Wine on RECENTLY TASTED vol 14


By Jim Clarke
January 2008

Sparkling: René Geoffroy ‘Empreinte’ Brut NV, Champagne, France

Geoffroy’s Champagnes are generally dominated by red grapes; this particular cuvee is 39% Pinot Noir, 33% Pinot Meunier, and 28% Chardonnay. It also sees a lot of time in barrel, which adds smoke and spice aromas. While not labeled as a vintage wine, the current release is all 2003 fruit, and shows the power of that hot summer. There are touches of floral and red-fruit aromas – cherry, and even red currant – but the bread, smoke, and baked pear notes provide the center to this fuller-bodied bubbly.

Serve with:  Richer chicken or other poultry dishes Stephan Pyles’ Smoked Chicken Nachos
More Champagne: Rosés

White: Kalin Semillon 1997, Livermore Valley, California

Kalin is one of those rare producers who have the space to hold their wines for a long time, and also apparently don’t feel too much financial pressure to get the latest vintage into the market.
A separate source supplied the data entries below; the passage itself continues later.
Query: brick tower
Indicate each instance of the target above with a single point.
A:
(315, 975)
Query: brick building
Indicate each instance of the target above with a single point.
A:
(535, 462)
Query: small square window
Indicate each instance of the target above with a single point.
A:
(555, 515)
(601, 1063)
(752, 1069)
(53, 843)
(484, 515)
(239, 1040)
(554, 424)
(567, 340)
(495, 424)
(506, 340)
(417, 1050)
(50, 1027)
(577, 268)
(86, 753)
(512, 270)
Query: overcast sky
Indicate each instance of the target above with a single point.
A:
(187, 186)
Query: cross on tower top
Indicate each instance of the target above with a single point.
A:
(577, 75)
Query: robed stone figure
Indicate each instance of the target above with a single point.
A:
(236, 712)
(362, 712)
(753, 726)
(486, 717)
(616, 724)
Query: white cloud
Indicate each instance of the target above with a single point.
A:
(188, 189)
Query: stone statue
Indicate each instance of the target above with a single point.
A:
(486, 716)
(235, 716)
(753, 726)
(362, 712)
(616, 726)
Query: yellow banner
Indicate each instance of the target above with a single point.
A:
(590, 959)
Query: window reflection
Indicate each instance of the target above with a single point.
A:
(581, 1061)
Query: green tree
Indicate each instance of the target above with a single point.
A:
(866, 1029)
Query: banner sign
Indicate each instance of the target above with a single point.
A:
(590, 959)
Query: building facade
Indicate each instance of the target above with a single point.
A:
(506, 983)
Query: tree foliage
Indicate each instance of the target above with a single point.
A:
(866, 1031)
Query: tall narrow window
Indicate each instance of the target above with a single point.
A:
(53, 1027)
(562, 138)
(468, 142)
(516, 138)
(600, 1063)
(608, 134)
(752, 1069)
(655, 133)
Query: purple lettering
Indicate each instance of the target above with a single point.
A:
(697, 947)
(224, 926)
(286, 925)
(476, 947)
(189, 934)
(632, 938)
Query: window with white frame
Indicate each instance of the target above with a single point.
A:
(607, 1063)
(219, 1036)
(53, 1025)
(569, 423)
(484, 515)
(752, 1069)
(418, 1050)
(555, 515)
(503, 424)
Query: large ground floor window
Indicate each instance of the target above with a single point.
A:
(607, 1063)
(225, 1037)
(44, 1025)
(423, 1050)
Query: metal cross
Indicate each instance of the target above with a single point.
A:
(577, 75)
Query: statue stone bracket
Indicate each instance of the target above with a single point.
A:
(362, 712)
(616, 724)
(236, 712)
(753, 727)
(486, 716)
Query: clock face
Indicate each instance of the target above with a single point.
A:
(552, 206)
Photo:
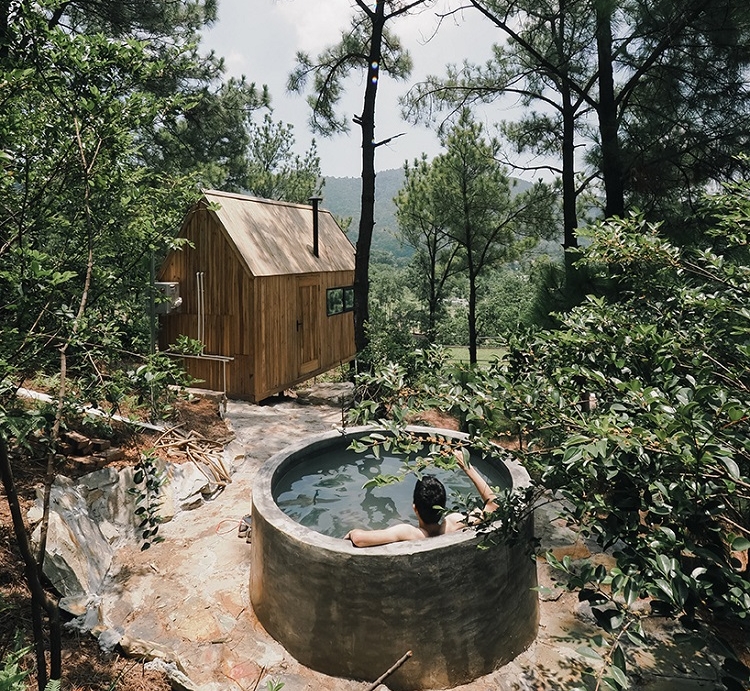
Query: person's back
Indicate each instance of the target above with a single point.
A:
(429, 505)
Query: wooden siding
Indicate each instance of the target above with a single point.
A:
(228, 287)
(253, 319)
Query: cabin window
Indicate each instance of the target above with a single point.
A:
(339, 300)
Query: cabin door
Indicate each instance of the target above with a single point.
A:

Consequently, they don’t release their wines until they feel they’re ready – this Semillon has been maturing in the bottle since the summer of ’98, giving you the chance to get a well-aged wine without auction prices or a long wait in your own cellar. Outside of Bordeaux, Semillon is a rarity, but it can make a deliciously full-bodied and complex wine. This one shows the grape’s classic beeswax aromas, plus touches of fig and pear; its mouthfeel is rich and creamy, but firm.

Serve with: Chicken or white fish Steven Raichlen’s Lemongrass Chicken
More Semillon: Australia and South Africa

Red: Black Rock Shiraz/Carignan/Grenache 2004, Swartland, South Africa

The Black Rock brand is sister to Radford Dale and Vinum Africa, and devoted to vineyards in the Swartland region (putting the “black” in Black Rock – Swartland translates as “black land,” so named for the dark bushes that grow there, and which once served as rhinoceros fodder). This dry region north of Cape Town doesn’t have the name recognition of Stellenbosch, but is producing some remarkable wines. Black Rock’s winemaker Edouard Labeye is actually based in France’s Northern Rhône, so it’s no surprise that this Rhône-style blend comes off so well. Full-bodied and muscular, it has a smoky, dark fruit nose, offset by a touch of lavender; earthier notes and some peppery spice emerge on the palate.

Serve with: Braised short ribs Gregg Wangard’s Prime Short Rib Osso Buco with Beets and Salsify
More from South Africa: Cape Blends

Dessert: Yves Cuilleron ‘Ayguets’ Condrieu Liquoreux 2006, Rhône Valley, France

The Rhône tends to be overlooked by winedrinkers as a place for dessert wines, but they’re becoming more common and available. Cuilleron makes a number of dry Condrieus; the ‘Ayguets’ is a sweet, late harvest version. Like the dry wines, it’s 100% Viognier, and the 2006 is exceptionally expressive, with floral and honeyed notes that stay consistent and balanced from the nose to the finish; nectarine, apricot, and a little nutmeg add complexity, especially on the palate. It’s full and smooth, but not heavy or cloying at all.

Serve with: Fruity meringues Michael Smith and Debbie Gold’s Warm Persimmon and Apple ‘Pot Pie’
More dessert wines: French Sweet Wines

Beer: Brasserie de Blaugies La Moneuse, Blaugies, Belgium

From a brewery on the French-Belgian border, this is smooth, complex stuff, named for an 18th century highwayman. Unlike some Belgian beers, that complexity doesn’t come from spices or other additions – it’s all about the classic ingredients: two kinds of malts, sugar, yeast, hops, and water.  An amber ale, it has a moderately hoppy, fruity nose, with touches of pear, plum, and apricot. The palate is broader, with yeast, banana, malt, and a slight buttery touch. And it’s very, very smooth – much more so than its namesake, who generally resorted to burning his victims’ feet to get money from them.

Serve with:  Brie Mindy Segal’s Pork Tenderloin Sandwich
More Belgian Beer: Scaldis

Spirit: Duncan Taylor Auld Blend Single Malt Scotch, Scotland

Where does the fruit come from? I don’t really know, but it’s there; the ‘Auld Blend’ starts with pear and citrus notes, but quickly reveals tropical touches like kiwi, mango ands passion fruit. The fruity character is garnished with a bit of vanilla and malty sweetness, plus a light, fresh leather touch. The original casks were laid down in the 60s, then blended together in the 80s and allowed to age even further. The fruit flavors and warming power make it Caribbean vacation in a glass – but you’ll never doubt its Scottish heritage.